Wandel der Mensch-Tier-Beziehung

Im 19. Jahrhundert drängte die zunehmende Industrialisierung die Nutztierhaltung aus der Stadt, dafür hielten Heimtiere Einzug. Sie dienten vorwiegend als Partnerersatz oder Prestigeobjekt. Sowohl beim Adel, beim Bürgertum als auch in den unteren Gesellschaftsschichten galt das Halten von Heimtieren - vielfach waren es Vögel - eine Zeitlang als modern. In dieser Zeit kamen die ersten Tierschutz-Gedanken auf.

Während Tiere den Städtern in erster Linie zur Unterhaltung dienten, versuchten die Bauern, die Nutztierhaltung effizienter zu machen. In den 40er- und 50er-Jahren standen platz-, arbeits- und kostensparende Haltungsformen mit hoher Besatzdichte im Vordergrund. Man hielt Hühner in kleinen Käfigen, Schweine in ständiger Dunkelheit, Rinder ewig angebunden und Hofhunde an der Kette. Es kam vermehrt zu Verhaltensstörungen. Die Kritik liess nicht lange auf sich warten. Die Politik reagierte und erliess Gesetze. Heute haben Tiere in unserem Kulturkreis einen deutlich höheren Stellenwert als früher. Es gibt zudem klare Tendenzen in Richtung strengerem und "erweitertem" Tierschutz, wie z.B. der Würde der Tiere, Tieranwälten, Tierrechten und mehr.

 

 

Gegenläufige Entwicklung

Die nicht-landwirtschaftliche Gesellschaft hat immer weniger Bezug zur Landwirtschaft und zur Nutztierhaltung. Früher hatte die Mehrzahl der Bevölkerung einen viel direkteren Draht zu den Bauern und Bäuerinnen. Meistens hatte jemand aus der Verwandtschaft einen Hof oder arbeitete in der Landwirtschaft. Heute ist das nicht mehr der Fall. In der Heimtierhaltung werden die Tiere zunehmend vermenschlicht.

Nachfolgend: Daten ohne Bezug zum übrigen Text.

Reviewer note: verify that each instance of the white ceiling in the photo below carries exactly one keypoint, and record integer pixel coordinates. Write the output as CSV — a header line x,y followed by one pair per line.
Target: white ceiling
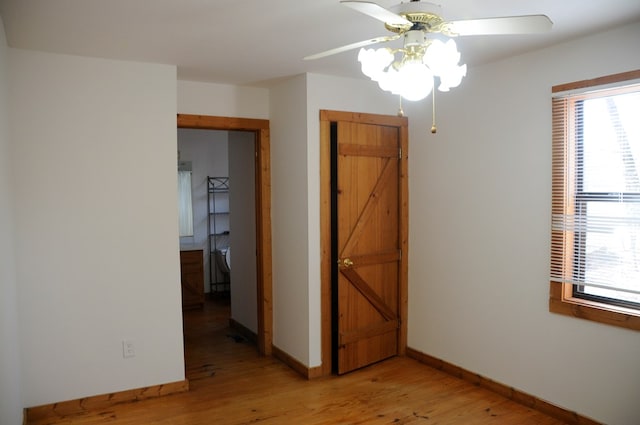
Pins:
x,y
250,42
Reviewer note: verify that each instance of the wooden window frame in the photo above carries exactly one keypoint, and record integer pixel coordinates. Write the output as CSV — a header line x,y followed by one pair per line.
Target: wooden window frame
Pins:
x,y
561,295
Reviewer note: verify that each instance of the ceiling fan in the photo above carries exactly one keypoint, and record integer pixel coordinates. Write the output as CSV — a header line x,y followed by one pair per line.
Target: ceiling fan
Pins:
x,y
428,50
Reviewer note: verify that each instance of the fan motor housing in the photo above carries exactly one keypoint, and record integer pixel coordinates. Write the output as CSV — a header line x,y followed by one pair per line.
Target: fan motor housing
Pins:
x,y
424,16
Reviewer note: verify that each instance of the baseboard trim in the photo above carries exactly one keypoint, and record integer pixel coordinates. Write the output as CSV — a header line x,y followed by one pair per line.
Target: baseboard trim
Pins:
x,y
506,391
304,371
92,403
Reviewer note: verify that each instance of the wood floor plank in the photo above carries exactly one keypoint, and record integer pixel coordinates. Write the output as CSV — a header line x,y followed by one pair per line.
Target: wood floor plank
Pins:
x,y
231,384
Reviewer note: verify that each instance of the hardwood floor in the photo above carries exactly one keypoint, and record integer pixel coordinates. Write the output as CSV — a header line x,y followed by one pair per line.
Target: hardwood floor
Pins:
x,y
231,384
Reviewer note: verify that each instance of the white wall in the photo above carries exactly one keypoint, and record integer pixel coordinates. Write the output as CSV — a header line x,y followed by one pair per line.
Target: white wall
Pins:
x,y
479,235
11,401
242,198
289,215
94,158
208,152
222,100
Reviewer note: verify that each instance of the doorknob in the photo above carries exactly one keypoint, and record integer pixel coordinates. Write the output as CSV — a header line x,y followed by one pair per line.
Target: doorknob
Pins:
x,y
346,263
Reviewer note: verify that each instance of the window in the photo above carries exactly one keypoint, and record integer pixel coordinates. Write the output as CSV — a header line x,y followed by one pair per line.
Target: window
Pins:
x,y
595,232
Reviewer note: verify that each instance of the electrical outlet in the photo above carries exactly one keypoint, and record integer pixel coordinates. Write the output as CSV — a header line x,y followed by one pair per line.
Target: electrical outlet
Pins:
x,y
128,349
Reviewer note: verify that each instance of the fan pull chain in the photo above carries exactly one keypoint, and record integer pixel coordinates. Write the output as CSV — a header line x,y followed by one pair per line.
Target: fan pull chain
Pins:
x,y
434,129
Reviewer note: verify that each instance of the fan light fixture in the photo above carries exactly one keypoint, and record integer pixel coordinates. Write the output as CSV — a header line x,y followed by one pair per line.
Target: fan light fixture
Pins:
x,y
428,53
411,71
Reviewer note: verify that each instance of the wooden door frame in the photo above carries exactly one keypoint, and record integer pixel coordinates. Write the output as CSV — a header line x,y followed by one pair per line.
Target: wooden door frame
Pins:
x,y
263,210
402,123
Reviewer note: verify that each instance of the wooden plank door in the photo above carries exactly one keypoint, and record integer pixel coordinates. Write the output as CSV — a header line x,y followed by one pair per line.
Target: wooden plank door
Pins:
x,y
368,244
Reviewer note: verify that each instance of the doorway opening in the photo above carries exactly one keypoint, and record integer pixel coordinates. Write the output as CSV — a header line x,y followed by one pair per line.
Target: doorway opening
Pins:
x,y
364,243
260,130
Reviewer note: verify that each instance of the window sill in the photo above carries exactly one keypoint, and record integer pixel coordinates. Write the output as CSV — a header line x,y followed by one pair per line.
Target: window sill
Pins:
x,y
561,301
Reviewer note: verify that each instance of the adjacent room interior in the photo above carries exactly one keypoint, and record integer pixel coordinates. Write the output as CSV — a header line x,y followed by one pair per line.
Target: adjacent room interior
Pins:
x,y
91,283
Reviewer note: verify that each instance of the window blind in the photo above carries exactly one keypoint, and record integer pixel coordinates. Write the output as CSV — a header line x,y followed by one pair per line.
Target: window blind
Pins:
x,y
595,226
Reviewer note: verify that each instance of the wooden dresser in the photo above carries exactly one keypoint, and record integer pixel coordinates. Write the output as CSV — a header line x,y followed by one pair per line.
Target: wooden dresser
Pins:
x,y
192,278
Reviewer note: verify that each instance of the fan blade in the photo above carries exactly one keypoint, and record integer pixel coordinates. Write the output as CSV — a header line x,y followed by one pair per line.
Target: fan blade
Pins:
x,y
353,46
495,26
376,11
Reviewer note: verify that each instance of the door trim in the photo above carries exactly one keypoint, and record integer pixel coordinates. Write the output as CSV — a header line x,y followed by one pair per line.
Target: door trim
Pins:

Das ist nicht nur zu ihrem Vorteil: Oft verfügen Heimtierhalter nicht über die nötigen Fachkenntnisse, um ihre Lieblinge artgerecht zu halten. Es wird auch relativ wenig Forschung über Heimtiere betrieben und der Handel mit Gehegen, Boxen, Käfigen und Zubehör für Heimtiere erfolgt frei und unkontrolliert. Im Heimtier-Bereich werden deshalb besonders viele Missstände festgestellt: Die Tiere werden häufig in zu kleinen Gehegen gehalten, haben zu wenig Bewegung oder werden nicht optimal gefüttert.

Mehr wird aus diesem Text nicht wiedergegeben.